LA MAÎTRISE DES LANGUES, CETTE COMPETENCE A HAUTE VALEUR AJOUTEE

25 janvier 2018

Dans notre monde globalisé, les capacités linguistiques sont devenues un enjeu important de succès professionnel. La communication avec des clients étrangers, l’étude de nouveaux marchés nécessitent de plus en plus des approches ciblées, psychologiques, basées sur la bonne connaissance des langues et des cultures locales.

Devenu l’idiome de la mondialisation, l’anglais s’est banalisé au point de ne plus être considéré comme un atout, encore moins un sérieux avantage compétitif. Indispensable, sa maîtrise est désormais vue comme allant de soi, une impérieuse évidence. La langue de Shakespeare est devenue un outil de la mondialisation, au même titre que le sont les outils- gagdets technologiques, le IPhone en premier. C’est la connaissance d’autres langues, plus spécifiques, qui est actuellement prisée, et plus le nombre en est conséquent, mieux c’est.

Un environnement mondialisé, favorable à l’apprentissage des langues

La tâche liée à leur apprentissage paraît difficile, mais en réalité elle est largement facilitée par plusieurs facteurs. Il y a surtout ce contexte unique d’intense communication et cette atmosphère faite d’échanges et de transmission rapide d’information qui, créés dès le début du nouveau millénaire grâce au boom des nouvelles technologies et à la globalisation, prédisposent naturellement à la maîtrise de nouveaux idiomes. Un tel environnement aide à briser la barrière psychologique qui se dresse d’habitude devant les apprenants de langues et qui, dans le passé, empêchait un bon nombre d’entre eux non seulement de s’immerger dans la matière mais souvent même d’oser s’y tremper.

Quand on lit, dans des livres du dix-septième siècle, qu’un homme maîtrisant « même l’anglais » était considéré comme érudit, on se dit, et non sans raison : « Mais que du chemin parcouru depuis ! ».

Effectivement, aujourd’hui, la barrière psychologique, invisible mais longtemps tenace, a perdu de sa puissance et la « connexion » à un autre système linguistique est devenue de loin plus aisée et plus rapide que dans les décennies précédentes. On apprend l’anglais en un rien de temps et souvent dès l’adolescence, avant de s’attaquer, forts de ce premier acquis, à de nouvelles langues.

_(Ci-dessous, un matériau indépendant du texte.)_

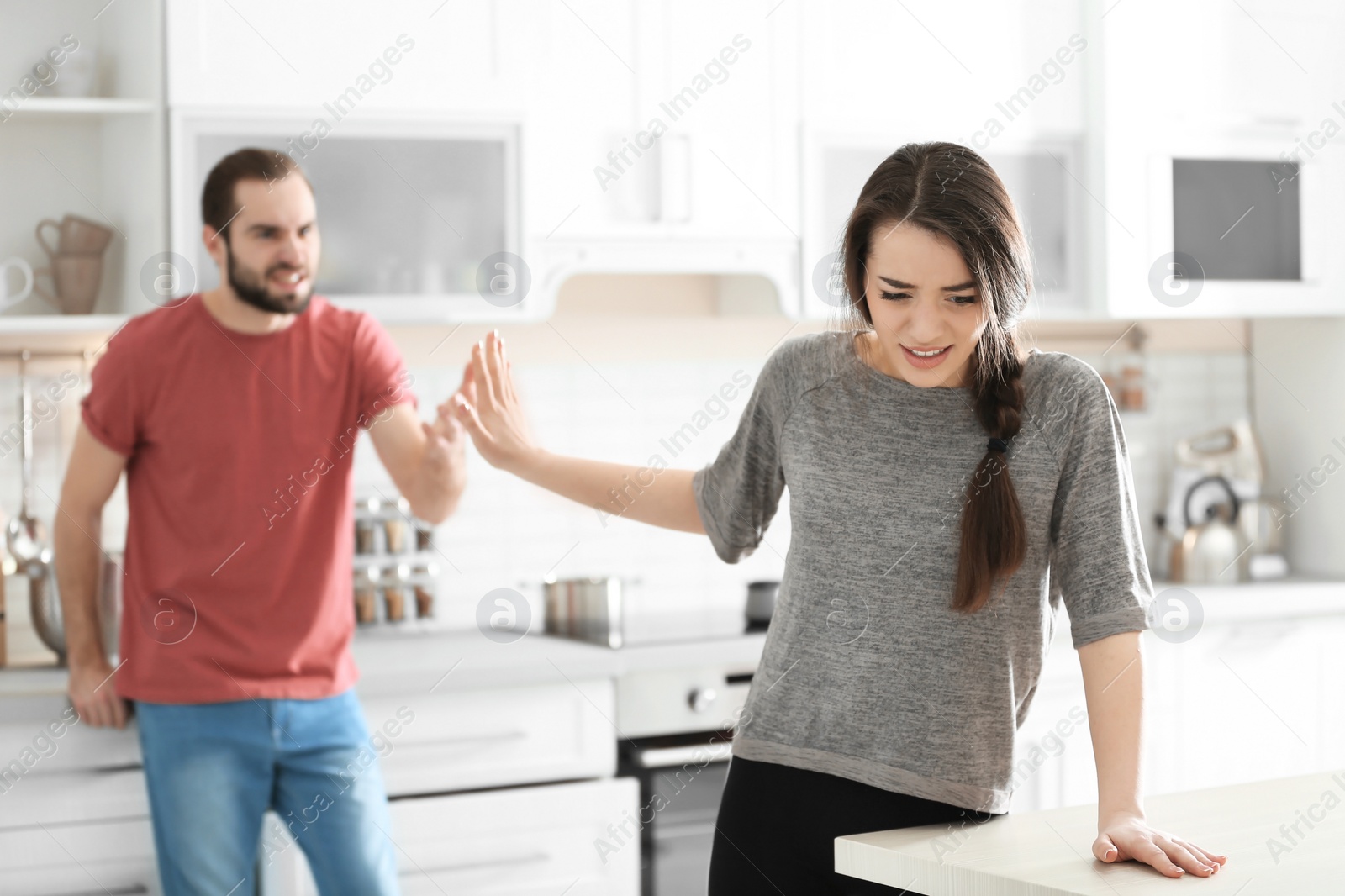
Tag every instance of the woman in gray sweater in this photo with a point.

Des entreprises friandes de cadres plurilingues

Car les entreprises de l’économie mondialisée sont friandes de cadres linguistiquement bien équipés. L’implantation de filiales étrangères, l’exportation de produits ou tout simplement le travail avec des clients étrangers comptent effectivement beaucoup sur les employés maîtrisant des langues. Dans le cas de l’implantation de filiales et de l’exportation, la maîtrise d’idiomes locaux est particulièrement prisée car elle mène aussi à la connaissance de la psychologie collective d’une communauté, à sa sensibilité générale, à ses goûts et préférences et par là – à une meilleure expertise du marché que cette communauté et ce pays représentent pour l’entreprise.

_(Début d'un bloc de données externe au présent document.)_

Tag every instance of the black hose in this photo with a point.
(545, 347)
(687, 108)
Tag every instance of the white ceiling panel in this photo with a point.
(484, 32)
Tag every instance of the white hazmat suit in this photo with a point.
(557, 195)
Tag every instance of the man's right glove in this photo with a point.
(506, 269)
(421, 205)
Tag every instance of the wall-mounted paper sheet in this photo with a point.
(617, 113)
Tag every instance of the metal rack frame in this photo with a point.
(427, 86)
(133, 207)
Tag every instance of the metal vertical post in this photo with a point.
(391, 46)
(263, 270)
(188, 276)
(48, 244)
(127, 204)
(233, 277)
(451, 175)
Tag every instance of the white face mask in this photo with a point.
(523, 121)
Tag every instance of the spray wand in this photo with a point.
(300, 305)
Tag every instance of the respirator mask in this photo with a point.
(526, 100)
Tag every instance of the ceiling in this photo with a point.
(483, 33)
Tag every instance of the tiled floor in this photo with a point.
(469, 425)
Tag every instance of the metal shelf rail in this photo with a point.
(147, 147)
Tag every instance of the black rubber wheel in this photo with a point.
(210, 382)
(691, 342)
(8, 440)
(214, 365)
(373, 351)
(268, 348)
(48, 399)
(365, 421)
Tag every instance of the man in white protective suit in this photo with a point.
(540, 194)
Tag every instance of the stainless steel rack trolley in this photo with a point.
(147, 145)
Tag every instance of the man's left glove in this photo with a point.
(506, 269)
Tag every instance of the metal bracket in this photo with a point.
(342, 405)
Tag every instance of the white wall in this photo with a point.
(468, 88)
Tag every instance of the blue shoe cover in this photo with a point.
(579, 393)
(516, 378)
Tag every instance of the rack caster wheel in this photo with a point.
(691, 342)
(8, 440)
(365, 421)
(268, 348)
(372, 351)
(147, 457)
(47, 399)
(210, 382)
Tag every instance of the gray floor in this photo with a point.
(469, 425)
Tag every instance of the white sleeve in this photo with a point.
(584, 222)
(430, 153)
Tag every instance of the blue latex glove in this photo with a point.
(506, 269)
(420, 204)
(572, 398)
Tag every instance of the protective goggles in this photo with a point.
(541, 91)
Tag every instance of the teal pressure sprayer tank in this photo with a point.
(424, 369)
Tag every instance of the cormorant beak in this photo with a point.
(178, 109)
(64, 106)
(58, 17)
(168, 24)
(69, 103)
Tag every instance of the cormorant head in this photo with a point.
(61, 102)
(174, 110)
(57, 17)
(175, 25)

En réponse à l’intérêt accru pour l’apprentissage des langues, le marché de leur enseignement a explosé, surtout en ligne. Le Net propose un éventail de cours et de plates- formes censés initier aux langues. Les cours de MOOC (Massive open online course), de l’edX, de MIT et Udemy sont parmi les plus visités. Pourtant, malgré les avantages, dont un programme intense basé sur une approche ludique et l’interaction, ces cours n’aident presque pas à sérieusement avancer. Comme dans la traduction, où le dispositif Translate de Google n’assure qu’une conversion directe et sans nuances des mots, de même dans les études de langues, on reste au seuil de débutant et on se contente d’un outillage primaire et d’un lexique restreint.

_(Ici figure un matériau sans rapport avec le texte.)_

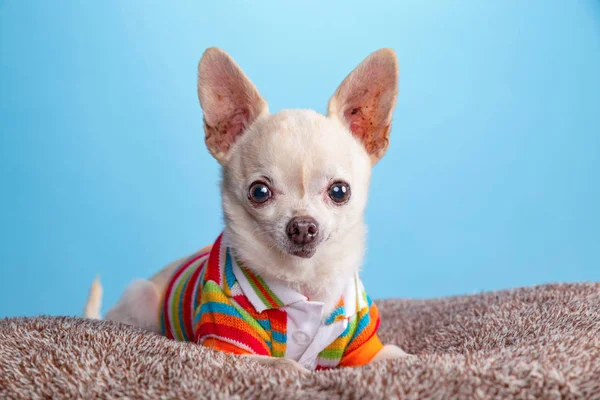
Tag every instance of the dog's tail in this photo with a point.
(94, 301)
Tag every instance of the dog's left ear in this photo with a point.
(365, 101)
(230, 101)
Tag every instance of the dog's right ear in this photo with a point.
(231, 103)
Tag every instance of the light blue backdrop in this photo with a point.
(492, 180)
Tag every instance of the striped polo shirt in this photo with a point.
(214, 300)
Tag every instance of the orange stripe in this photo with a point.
(260, 287)
(363, 354)
(228, 320)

Mais c’est mieux que rien. Les connaissances ainsi tirées du Net peuvent toujours servir de base pour développer des compétences plus amples, surtout si l’on enchaîne avec des cours « réels » et des enseignants «non- virtuels».

Constitutionnellement plurilingue, la Suisse propose un contexte on ne peut plus favorable à l’apprentissage des langues. Havre linguistique, elle estime à 10% la part de celles-ci dans son PIB, le plurilinguisme des cadres étant générateur de milliards de francs de valeur ajoutée.